Autorenseite

 << zurück weiter >> 

Anzeige. Gutenberg Edition 16. Alle Werke aus dem Projekt Gutenberg-DE. Mit zusätzlichen E-Books. Eine einmalige Bibliothek. +++ Information und Bestellung in unserem Shop +++

3

Seit Neujahr diente auf dem Freirichtergute bei Herrn Wende eine neue Magd. Ihr Zuzug fiel in den Winter. Deswegen kam sie wenigen des Dorfes zu Gesicht.

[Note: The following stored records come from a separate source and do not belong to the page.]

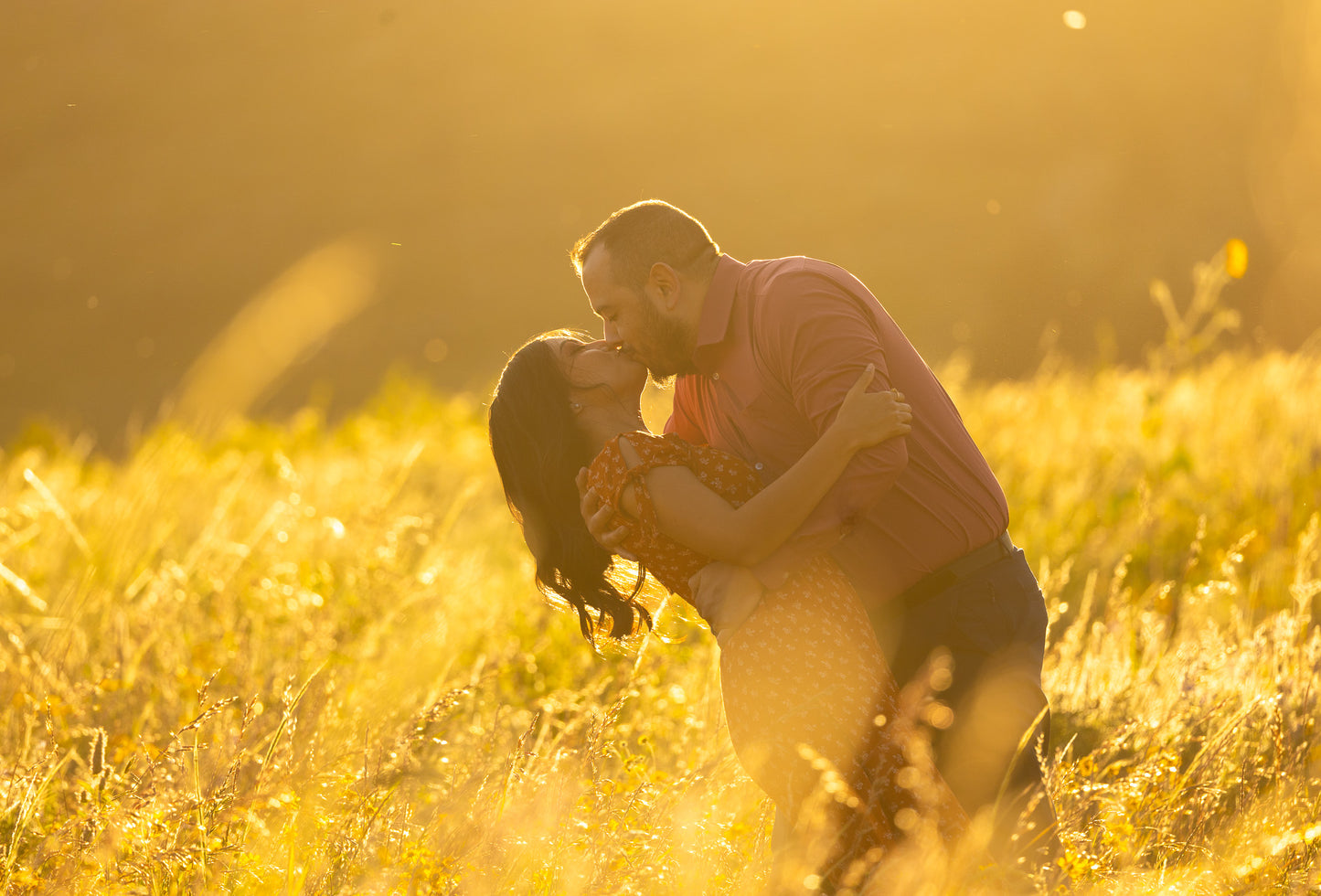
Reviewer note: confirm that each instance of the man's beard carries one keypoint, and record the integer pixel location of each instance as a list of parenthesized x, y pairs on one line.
[(668, 347)]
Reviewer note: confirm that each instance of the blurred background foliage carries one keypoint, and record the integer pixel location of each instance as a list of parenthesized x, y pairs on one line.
[(1000, 175)]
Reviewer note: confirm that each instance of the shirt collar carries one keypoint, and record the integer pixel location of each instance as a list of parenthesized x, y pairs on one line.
[(716, 311)]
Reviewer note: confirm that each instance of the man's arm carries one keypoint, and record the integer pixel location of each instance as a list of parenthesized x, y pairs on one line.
[(813, 333)]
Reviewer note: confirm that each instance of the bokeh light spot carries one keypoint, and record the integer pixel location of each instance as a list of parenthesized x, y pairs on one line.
[(436, 350), (1235, 258)]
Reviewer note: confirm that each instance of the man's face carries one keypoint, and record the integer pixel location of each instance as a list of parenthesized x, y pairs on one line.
[(633, 321)]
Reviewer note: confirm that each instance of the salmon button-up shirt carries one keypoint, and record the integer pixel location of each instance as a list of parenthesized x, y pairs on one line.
[(780, 343)]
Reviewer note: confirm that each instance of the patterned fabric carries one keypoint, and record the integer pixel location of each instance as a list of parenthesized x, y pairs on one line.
[(804, 669)]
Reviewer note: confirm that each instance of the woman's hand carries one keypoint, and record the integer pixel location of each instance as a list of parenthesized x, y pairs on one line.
[(869, 418)]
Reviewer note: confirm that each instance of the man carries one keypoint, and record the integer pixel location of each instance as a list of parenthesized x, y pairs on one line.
[(762, 355)]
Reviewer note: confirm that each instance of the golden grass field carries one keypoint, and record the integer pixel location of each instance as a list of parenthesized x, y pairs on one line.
[(309, 658)]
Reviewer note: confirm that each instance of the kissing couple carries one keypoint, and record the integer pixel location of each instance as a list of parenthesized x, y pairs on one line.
[(818, 500)]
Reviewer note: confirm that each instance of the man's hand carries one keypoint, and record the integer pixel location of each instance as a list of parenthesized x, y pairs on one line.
[(726, 595), (597, 517)]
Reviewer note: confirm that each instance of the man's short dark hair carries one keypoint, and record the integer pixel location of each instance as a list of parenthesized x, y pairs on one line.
[(645, 233)]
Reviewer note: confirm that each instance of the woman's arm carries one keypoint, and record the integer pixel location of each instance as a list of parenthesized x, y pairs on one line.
[(692, 514)]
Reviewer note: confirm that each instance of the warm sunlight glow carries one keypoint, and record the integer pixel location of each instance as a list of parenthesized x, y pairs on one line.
[(1235, 258)]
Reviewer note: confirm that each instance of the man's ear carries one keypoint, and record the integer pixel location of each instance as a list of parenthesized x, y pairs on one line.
[(664, 285)]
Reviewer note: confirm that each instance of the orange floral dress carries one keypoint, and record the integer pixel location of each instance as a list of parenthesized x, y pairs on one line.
[(804, 669)]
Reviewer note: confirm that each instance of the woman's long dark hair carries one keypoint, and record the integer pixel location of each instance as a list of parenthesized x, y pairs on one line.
[(539, 450)]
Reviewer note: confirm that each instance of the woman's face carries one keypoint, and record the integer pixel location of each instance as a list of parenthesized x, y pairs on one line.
[(587, 365)]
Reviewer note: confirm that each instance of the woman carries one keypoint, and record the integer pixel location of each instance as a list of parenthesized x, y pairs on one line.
[(804, 667)]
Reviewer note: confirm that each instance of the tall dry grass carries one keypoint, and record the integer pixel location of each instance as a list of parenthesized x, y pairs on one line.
[(309, 659)]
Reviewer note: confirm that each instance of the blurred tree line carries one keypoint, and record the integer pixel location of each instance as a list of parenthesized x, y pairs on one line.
[(1000, 175)]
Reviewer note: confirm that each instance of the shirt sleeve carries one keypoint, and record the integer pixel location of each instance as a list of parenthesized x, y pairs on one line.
[(816, 335)]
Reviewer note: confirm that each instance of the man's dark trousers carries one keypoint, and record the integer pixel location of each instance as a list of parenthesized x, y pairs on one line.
[(991, 620)]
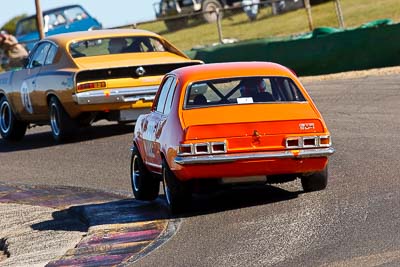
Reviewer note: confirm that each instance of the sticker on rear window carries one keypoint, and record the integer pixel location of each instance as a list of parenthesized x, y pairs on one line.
[(245, 100)]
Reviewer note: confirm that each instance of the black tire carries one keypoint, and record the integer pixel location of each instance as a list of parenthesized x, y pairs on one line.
[(62, 126), (176, 24), (316, 181), (177, 193), (144, 185), (211, 5), (11, 128)]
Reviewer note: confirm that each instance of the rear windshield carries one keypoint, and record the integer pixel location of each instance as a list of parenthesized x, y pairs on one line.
[(244, 90), (109, 46)]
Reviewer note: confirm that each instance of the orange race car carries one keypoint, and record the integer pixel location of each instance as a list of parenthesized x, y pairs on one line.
[(73, 79), (228, 123)]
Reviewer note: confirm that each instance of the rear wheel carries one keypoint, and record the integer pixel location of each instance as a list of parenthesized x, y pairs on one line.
[(62, 126), (211, 5), (144, 185), (177, 193), (11, 128), (316, 181)]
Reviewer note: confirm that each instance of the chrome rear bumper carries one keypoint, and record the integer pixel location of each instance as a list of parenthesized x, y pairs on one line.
[(120, 95), (226, 158)]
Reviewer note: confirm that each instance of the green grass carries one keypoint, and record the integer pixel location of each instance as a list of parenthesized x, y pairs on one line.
[(356, 12)]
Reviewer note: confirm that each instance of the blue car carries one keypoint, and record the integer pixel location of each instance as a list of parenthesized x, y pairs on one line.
[(70, 18)]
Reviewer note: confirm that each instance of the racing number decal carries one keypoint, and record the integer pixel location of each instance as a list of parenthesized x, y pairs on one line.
[(26, 101)]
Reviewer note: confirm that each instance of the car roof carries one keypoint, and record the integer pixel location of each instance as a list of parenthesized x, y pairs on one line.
[(65, 38), (231, 69)]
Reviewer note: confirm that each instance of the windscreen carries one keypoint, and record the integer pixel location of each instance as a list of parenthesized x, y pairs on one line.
[(243, 90), (118, 45)]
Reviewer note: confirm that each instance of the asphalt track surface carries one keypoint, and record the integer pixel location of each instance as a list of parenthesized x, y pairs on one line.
[(354, 222)]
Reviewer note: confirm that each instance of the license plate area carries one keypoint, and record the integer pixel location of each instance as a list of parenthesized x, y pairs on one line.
[(246, 179)]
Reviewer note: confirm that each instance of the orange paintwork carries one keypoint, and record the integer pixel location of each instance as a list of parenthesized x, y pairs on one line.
[(59, 79), (247, 130)]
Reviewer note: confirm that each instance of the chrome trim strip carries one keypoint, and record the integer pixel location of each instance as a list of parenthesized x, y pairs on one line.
[(226, 158), (119, 95)]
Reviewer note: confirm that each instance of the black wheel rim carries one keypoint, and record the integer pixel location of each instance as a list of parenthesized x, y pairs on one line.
[(5, 117)]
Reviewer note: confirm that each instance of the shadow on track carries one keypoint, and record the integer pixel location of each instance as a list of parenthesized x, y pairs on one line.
[(132, 211), (44, 139)]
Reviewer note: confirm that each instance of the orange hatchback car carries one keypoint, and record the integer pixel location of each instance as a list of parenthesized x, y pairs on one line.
[(228, 123)]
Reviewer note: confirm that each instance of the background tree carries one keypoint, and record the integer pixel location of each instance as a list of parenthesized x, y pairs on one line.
[(10, 25)]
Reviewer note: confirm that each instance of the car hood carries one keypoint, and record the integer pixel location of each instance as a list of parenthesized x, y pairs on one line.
[(128, 59)]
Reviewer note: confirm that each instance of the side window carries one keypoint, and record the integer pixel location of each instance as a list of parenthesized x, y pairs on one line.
[(163, 95), (39, 57), (51, 55), (168, 102)]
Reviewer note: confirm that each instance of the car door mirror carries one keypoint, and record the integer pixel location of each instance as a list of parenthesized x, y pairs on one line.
[(25, 62)]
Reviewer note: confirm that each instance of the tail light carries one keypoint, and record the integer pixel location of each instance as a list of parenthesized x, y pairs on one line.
[(91, 86), (308, 142), (202, 148)]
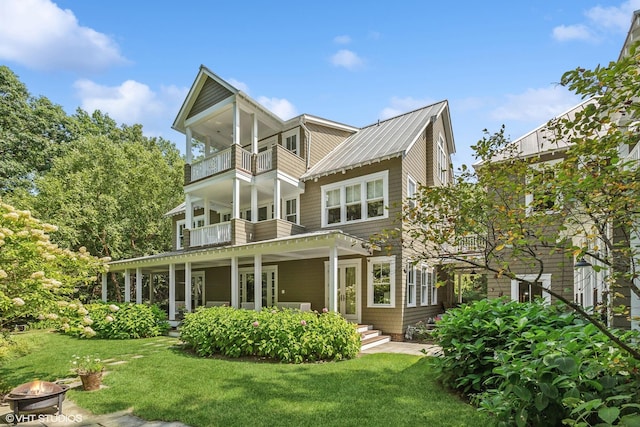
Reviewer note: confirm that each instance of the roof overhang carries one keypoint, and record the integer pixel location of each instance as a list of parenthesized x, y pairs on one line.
[(290, 248)]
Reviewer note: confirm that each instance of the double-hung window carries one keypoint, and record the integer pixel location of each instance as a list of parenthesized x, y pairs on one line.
[(442, 165), (411, 284), (291, 210), (290, 140), (358, 199), (427, 284), (381, 282)]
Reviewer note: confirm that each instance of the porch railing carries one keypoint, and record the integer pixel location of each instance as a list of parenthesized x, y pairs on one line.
[(264, 161), (210, 235), (218, 162), (471, 244)]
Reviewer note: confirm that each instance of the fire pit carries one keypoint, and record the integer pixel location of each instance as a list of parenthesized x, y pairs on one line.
[(36, 396)]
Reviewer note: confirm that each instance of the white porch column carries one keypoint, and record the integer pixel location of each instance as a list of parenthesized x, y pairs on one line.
[(333, 278), (188, 213), (207, 146), (254, 203), (127, 285), (235, 212), (104, 287), (151, 278), (257, 280), (236, 123), (187, 287), (189, 145), (172, 292), (277, 208), (207, 214), (254, 134), (234, 283), (139, 285)]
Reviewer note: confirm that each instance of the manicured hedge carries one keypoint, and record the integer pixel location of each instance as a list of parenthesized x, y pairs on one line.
[(287, 335), (113, 321)]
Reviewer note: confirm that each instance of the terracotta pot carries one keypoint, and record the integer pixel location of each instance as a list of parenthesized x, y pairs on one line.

Ihre Anwesenheit erregte vor allem die liebefähigen, jungen Burschen von Steindorf, und die Forschesten unter ihnen näherten sich ihr, um eine tagesübliche Liebschaft anzubandeln. Nach kurzer Zeit nannten sie das Mädchen eine »tumme Gans« und fluchten laut.

Zu Beginn des Frühjahrs wußte man noch nicht mehr, als daß sie Marie Alke heiße und aus Schlesien stamme. Man nahm ihr das herrische Wesen übel und nannte sie die »schlesche Marie«. Das war ein Schimpfname, denn der Grafschafter meint, alles, was aus Schlesien stamme, sei herzlos und grob.

Marie kümmerte sich nicht im mindesten um diese Treibereien. Sie behandelte das Mitgesinde als ihrer nicht ebenbürtig und sprach zu ihnen, wie aus einem anderen Stande heraus, mit einer zurückhaltenden Freundlichkeit, die ihr den Haß und die Verfolgung der Dienstboten eintrug. Die größten Grobheiten ließen sie anscheinend ruhig.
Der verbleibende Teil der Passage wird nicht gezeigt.